In 1968, MSOE students signed on another station using the call letters WSOE (which were not officially assigned). This time, it was an unlicensed carrier current AM station. Transmitters were installed in each of the two dormitories, and carried via a low power wireless microphone type transmitter operating on 91.7 MHz from the studio two blocks away. Although intended as a "studio-transmitter link", the FM signal could be picked up on campus by anyone with an FM radio. In July 1978, MSOE students applied for an FM construction permit for an educational station on 91.7 MHz—although the application was in the name of the school's board of regents. The school received a construction permit on December 12, 1979.

The call letters "WSOE" had been given to the newly formed college radio station at Elon University in 1977. MSOE's very own 1000-watt FM station, WMSE, applied for its license and officially began programming on March 17, 1981. (Note: The station had been broadcasting "engineering test" prior to the first on-air date. March 17 was chosen as St. Patrick is the Patron Saint of Engineers at MSOE, and his feast day marks a week-long celebration there.) Programming consisted of an eclectic mix of freeform programming from volunteer DJs. Most DJs have three-hour time slots, and program as they wish, mostly within their chosen formats.

In 1988-89 there was a brief period of controversy for the station as it banned the musical genre heavy metal, arguably WMSE's most well-publicized late night programming. A small backlash was aided by local musician advocates, as well as record producer Eric Greif, which included an organized advertising boycott which was covered by the Wisconsin media.

In 1994, the station upgraded its equipment and increased its power to 3200 watts. In the late 1990s the station expanded its potential audience through its website, wmse.org, which supports live streaming audio as well as downloadable archives. In 1999, the university cut the station's funding, and it is now entirely listener and sponsor supported, with most money being raised by twice-yearly on-air fund drives.

Since 2003, WMSE has released a series of CD compilations featuring performances recorded live in the station's studio.

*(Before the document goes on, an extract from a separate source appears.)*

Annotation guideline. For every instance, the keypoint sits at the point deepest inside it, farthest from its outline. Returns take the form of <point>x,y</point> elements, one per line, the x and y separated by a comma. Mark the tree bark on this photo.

==Fund raising activities==
Up until 1997, fund raising events were limited to underwriting from local businesses. In exchange for financial support, businesses received mention on the air at the beginning and end of certain programming hours. While on-air underwriting remains, in 1997 WMSE held its first on-air pledge drive and also introduced the Club Card for purchase which offered discounts at area business.

After funding from the college was cut, WMSE became even more dependent on listener support. The station allots two weeks out of the year, one in the fall and one in the spring in which listeners can pledge. These pledge drive typically include numerous on-air live performances from both local and national artists. Though there are designated times for donation, WMSE accepts any donations at any time in the year.

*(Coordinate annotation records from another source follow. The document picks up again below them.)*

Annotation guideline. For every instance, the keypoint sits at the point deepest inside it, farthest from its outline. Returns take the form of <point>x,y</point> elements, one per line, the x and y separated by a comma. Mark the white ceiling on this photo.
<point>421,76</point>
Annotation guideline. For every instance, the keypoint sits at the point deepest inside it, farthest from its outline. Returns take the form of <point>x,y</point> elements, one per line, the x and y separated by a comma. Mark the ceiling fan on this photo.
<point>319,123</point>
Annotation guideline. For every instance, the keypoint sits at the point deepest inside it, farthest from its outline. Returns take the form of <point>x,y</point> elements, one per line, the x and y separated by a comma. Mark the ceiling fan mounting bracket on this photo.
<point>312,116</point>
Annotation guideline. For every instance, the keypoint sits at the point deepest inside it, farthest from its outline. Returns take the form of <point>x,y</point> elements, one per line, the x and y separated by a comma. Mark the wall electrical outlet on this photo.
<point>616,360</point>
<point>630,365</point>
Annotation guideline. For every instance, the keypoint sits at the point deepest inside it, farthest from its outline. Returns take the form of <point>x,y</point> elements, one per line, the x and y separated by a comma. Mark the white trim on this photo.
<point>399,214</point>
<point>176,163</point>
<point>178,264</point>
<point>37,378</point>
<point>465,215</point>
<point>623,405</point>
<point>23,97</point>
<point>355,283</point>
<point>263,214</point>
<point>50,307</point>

They also hold an annual Rockabilly Chili Contest and a Food Slam Competition that many local businesses participate in.

For their 25th anniversary on March 17, 2006, they made available several limited edition prints of works donated by local artists for individuals who donated above a certain level.

==Projects==
In 2004, WMSE launched the Milwaukee Sound Environment (M.S.E.) Project, a music resource for Milwaukee area artists and listeners. Established with a grant from the Milwaukee Arts Board and the Wisconsin Arts Board, The M.S.E. Project web site includes music news, Mp3's from local artists, and FAQs for bands interested in getting their music heard on the station. The project also established a dedicated time-slot for live in-studio performances.

==Schedule, current content==
The broadcast day is divided into eight three-hour programs for a total of 56 programs during a week. Like much of college radio, DJs are not required to play song lists and a great deal of diversity exists between the 56 various shows. With the exception of the Blues Drive in afternoon drive, timeslots are not content specific.